Loading Chromatogram Data

A Chromatogram Loader loads raw data from chromatograms. This leads to faster data loading since no on the fly extraction is needed however this leads to less flexibility.

Initiating a Chromatogram Loader

All Chromatogram Loaders require the following inputs.

dataFiles - a list of raw data files
rsltsFile - a file containing the features

In the case of an SqMassLoader the data files must be a list of .sqMass files and the rsltsFile must be a .osw merged file output from pyprophet.
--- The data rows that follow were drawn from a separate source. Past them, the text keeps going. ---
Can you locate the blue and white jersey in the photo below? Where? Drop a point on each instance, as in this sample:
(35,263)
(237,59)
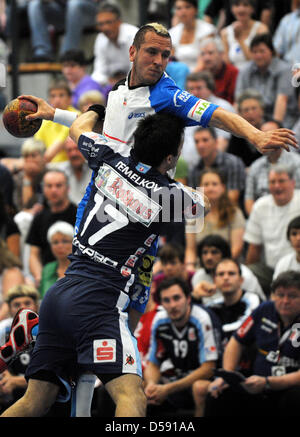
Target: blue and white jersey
(127,207)
(187,348)
(127,105)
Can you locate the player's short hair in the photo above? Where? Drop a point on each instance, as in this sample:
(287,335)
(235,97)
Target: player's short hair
(156,137)
(159,29)
(287,279)
(170,251)
(33,145)
(293,224)
(167,283)
(217,241)
(60,85)
(109,7)
(64,228)
(263,38)
(205,76)
(225,260)
(22,290)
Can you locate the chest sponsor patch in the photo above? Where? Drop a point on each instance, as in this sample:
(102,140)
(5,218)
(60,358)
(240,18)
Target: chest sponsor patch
(136,203)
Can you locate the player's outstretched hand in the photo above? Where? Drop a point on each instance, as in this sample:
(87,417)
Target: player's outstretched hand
(272,140)
(45,111)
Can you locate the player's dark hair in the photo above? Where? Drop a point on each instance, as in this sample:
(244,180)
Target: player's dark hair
(287,279)
(293,224)
(170,251)
(227,260)
(159,29)
(167,283)
(156,137)
(263,38)
(217,241)
(109,7)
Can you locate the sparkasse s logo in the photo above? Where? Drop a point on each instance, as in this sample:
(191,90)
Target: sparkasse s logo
(105,351)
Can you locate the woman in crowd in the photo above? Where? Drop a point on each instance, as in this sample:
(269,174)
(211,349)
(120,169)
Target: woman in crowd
(188,33)
(60,236)
(224,218)
(239,34)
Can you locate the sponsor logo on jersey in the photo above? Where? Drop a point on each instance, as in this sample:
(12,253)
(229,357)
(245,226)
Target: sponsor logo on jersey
(136,203)
(104,351)
(136,115)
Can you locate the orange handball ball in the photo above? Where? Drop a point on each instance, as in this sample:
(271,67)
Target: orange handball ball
(14,118)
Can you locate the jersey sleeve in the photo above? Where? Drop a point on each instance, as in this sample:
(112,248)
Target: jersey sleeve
(166,96)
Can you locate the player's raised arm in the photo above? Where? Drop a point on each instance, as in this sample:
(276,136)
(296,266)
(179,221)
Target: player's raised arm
(263,141)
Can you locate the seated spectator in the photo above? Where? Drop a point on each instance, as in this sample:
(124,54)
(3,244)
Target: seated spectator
(28,180)
(188,33)
(273,388)
(211,250)
(72,16)
(287,37)
(171,258)
(77,170)
(90,98)
(202,85)
(55,189)
(257,184)
(291,261)
(9,231)
(52,134)
(232,308)
(270,76)
(182,333)
(112,43)
(13,382)
(224,218)
(74,71)
(211,58)
(250,106)
(267,224)
(231,166)
(239,34)
(10,275)
(59,236)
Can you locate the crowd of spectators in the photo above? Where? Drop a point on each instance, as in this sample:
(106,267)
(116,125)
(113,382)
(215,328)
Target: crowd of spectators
(241,55)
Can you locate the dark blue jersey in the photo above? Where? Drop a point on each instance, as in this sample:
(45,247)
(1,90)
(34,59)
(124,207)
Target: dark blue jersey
(126,208)
(278,350)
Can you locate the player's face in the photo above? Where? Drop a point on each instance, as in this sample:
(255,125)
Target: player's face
(150,60)
(59,98)
(185,11)
(176,304)
(210,256)
(173,268)
(22,302)
(213,187)
(55,189)
(199,89)
(295,239)
(227,277)
(61,246)
(287,302)
(251,110)
(108,24)
(281,187)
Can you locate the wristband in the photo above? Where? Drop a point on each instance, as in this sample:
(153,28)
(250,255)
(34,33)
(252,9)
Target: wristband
(64,117)
(100,109)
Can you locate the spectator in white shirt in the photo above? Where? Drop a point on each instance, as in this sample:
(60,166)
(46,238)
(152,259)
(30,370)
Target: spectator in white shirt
(291,261)
(267,224)
(112,43)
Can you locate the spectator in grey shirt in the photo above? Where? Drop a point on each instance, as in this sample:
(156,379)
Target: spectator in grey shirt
(257,183)
(270,76)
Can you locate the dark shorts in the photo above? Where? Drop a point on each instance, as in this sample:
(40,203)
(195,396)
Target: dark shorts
(84,327)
This output is useful to visualize because it shows the exact Chromatogram which the OpenSwath peak picking uses for peak picking.

We can initiate a SqMassLoader object with multiple sqMass files as follows.

[3]:

from massdash.loaders import SqMassLoader
loader = SqMassLoader(dataFiles=["xics/test_chrom_1.sqMass", "xics/test_chrom_2.sqMass"],
                      rsltsFile="osw/test_data.osw")

Note

The provided .osw file must contain information for all runs.

Priting the loader objects shows the file paths for all of the linked files

[4]:

loader

[4]:

SqMassLoader(rsltsFile=osw/test_data.osw, dataFiles=['xics/test_chrom_1.sqMass', 'xics/test_chrom_2.sqMass']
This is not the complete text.